Deswegen sage ich, immer nur über Strukturen und fehlendes Geld zu lamentieren, hilft den Kindern, die heute zur Schule gehen, nicht. Diese Kinder haben keine Zeit, darauf zu warten, dass die Senatorin den siebten, achten, neunten, zehnten oder zwölften Evaluationsbericht vorlegt. Ich will das auch noch einmal ausdrücklich sagen: Cito ist nicht der Schlüssel, um die Frage der Erkennung und vor allen Dingen der Förderung von Sprachdefiziten schon vor Beginn des Unterrichts zu klären. Cito ist sicherlich nicht der Schlüssel. Ich will auch sagen, es ist nicht repräsentativ, und ich weiß nicht, ob das schon untersucht worden ist. Wenn Sie aber mit Lehrerinnen und Lehrern in der Grundschule in diesen Tagen reden und sie fragen, ob sich eigentlich seit Cito das Sprachniveau der Erstklässlerinnen und Erstklässler so wesentlich verbessert hat, dass gesagt werden könne, es sei ein Fortschritt, dann ist das nicht der Fall. Ich habe niemanden getroffen, der gesagt hat, nur durch den Test oder auch nur durch das Angebot von Sprachförderung ist es besser geworden.

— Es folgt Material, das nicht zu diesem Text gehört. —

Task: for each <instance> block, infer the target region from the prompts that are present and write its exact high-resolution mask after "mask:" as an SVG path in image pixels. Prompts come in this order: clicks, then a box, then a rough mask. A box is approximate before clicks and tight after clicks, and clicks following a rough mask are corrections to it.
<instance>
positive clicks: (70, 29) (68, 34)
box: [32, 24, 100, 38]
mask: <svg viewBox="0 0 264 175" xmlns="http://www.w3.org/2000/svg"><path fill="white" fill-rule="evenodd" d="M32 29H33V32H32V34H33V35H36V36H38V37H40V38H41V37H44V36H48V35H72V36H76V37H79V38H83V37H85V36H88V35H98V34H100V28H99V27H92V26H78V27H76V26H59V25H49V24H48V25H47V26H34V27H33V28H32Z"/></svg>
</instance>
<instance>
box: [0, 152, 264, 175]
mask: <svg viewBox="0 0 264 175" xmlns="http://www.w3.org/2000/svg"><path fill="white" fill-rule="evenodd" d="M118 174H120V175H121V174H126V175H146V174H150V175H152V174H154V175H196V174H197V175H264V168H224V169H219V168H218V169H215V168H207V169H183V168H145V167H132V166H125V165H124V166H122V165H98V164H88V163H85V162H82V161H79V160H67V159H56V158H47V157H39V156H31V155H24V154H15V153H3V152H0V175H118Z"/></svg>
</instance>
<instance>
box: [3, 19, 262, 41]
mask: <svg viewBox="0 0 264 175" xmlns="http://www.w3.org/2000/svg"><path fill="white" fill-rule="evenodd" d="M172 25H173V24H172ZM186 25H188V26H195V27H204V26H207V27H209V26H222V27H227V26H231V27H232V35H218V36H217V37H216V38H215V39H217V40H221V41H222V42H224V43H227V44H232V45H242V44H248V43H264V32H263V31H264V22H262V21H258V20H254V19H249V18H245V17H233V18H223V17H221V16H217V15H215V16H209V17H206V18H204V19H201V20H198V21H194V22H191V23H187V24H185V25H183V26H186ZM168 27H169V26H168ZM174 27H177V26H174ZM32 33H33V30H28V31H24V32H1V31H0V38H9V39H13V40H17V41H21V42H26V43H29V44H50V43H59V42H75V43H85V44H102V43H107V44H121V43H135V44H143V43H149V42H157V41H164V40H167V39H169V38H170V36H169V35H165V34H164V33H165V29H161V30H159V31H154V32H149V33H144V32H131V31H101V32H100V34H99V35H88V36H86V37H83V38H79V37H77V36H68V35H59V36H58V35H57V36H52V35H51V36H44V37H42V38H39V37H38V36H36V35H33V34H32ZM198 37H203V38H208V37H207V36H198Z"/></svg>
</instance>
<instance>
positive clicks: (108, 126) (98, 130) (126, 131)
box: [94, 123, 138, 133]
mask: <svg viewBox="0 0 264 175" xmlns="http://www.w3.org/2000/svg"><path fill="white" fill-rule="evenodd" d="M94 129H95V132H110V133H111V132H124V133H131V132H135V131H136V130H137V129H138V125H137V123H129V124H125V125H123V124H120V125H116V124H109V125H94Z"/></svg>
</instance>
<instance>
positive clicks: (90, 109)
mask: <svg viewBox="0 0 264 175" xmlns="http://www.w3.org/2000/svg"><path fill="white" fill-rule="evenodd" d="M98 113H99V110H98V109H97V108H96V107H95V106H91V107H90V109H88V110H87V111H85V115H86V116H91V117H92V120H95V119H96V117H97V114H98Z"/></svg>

Wir wissen, es gibt in anderen Ländern die Verbindlichkeit von Sprachförderung und die Verbindlichkeit der Teilnahme an dem Test. Ich will die Eltern, die nicht freiwillig auf diese Idee kommen, ihren Kindern die Voraussetzung für eine gute Bildung zu schaffen, nicht nur anleiten und Angebote machen. Sie haben verdammt noch einmal die Pflicht, ihre Kinder in die Sprachförderung zu geben, und wenn sie dieser Pflicht nicht nachkommen, dann will ich es sanktionieren. Das sage ich Ihnen als Position der CDU-Fraktion.

(Beifall bei der CDU)

Wir haben das Gesprächsangebot der Senatorin angenommen, wobei ich gleich sagen will, Frau Senatorin Jürgens-Pieper, und das ist ja auch der Anlass für die öffentliche Debatte gewesen, mich ärgert, dass Sie für jede Ländervergleichsstudie, in der Bremen schlecht abschneidet, immer sofort eine Entschuldigung haben. Ich will keine Entschuldigungen mehr hören, ich will von Ihnen wissen, wie Sie sich vorstellen, dass es besser wird, dass unsere Kinder eine ihren Begabungen entsprechende Chance in unserem Bildungssystem bekommen und nicht dauernd in Ländervergleichsstudien hinten herunterfallen.

(Beifall bei der CDU)

Das ist meine Auffassung. Das ist im Übrigen Ihre Aufgabe seit dreieinhalb Jahren, dazu sind Sie zur Rechenschaft verpflichtet. Ich erwarte von Ihnen,

dass Sie mir konkrete Vorschläge machen, wie sich der Unterricht verbessern soll, und dass Sie sich nicht nur auf das beschränken, was bisher gemacht worden ist und was Sie an Entschuldigungen heranziehen, sondern dass Sie die Verantwortung für die Kinder in diesem Land übernehmen und uns sagen, wie es besser werden soll. Ich habe keine Lust, von Studie zu Studie immer neue Ausreden zu hören, ich will Auswege hören. Das ist die Auffassung der CDUBürgerschaftsfraktion!

(Beifall bei der CDU)

Als nächster Redner hat das Wort der Abgeordnete Güngör.